ISCA Workshop on Multilingual Speech and Language Processing (MULTILING 2006)

Center for Language and Speech Technology, Stellenbosch University, Stellenbosch, South Africa
April 9-11, 2006

Detection of Non-Native Named Entities Using Prosodic Features for Improved Speech Recognition and Translation

Vivek Rangarajan, Shrikanth Narayanan

Speech Analysis and Interpretation Lab, Department of Electrical Engineering, University of Southern California Viterbi School of Engineering, California, USA

In this work, we describe the use of acoustic-prosodic features to detect and localize non-native named entities spoken by a native speaker in the target language (English) for the purpose of improved speech recognition and translation. The exaggerated variation in accent and duration introduced by the speaker for non-native names is exploited in the detection process through the use of prosodic features like f0 excursions, durational variations and pause information.
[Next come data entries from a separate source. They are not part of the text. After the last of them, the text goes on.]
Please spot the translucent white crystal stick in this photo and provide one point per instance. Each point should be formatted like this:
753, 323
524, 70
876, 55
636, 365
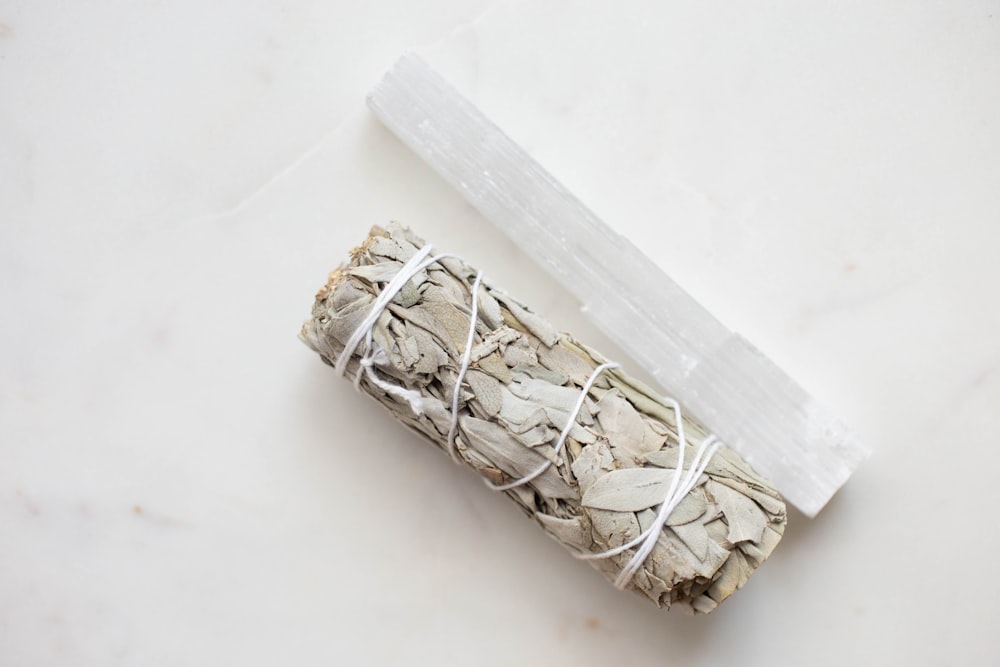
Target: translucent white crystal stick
719, 376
First, we validate the use of prosodic features in classifying non-native named entities (person names in Chinese, Japanese, Russian, Spanish, Italian, Persian, Indian) in the first mention spoken by native English speakers. We set up the problem as a binary classification task between the non-native named entities and other content words spoken by the speakers in the native language. Results based on a Support Vector Machine (SVM) classifier indicate a 80% classification accuracy for such events. Second, we use the prosody-based SVM classifier to detect and localize named entities at the output of an Automatic Speech Recognizer (ASR).

Full Paper

Bibliographic reference.  Rangarajan, Vivek / Narayanan, Shrikanth (2006): "Detection of non-native named entities using prosodic features for improved speech recognition and translation", In MULTILING-2006, paper 003.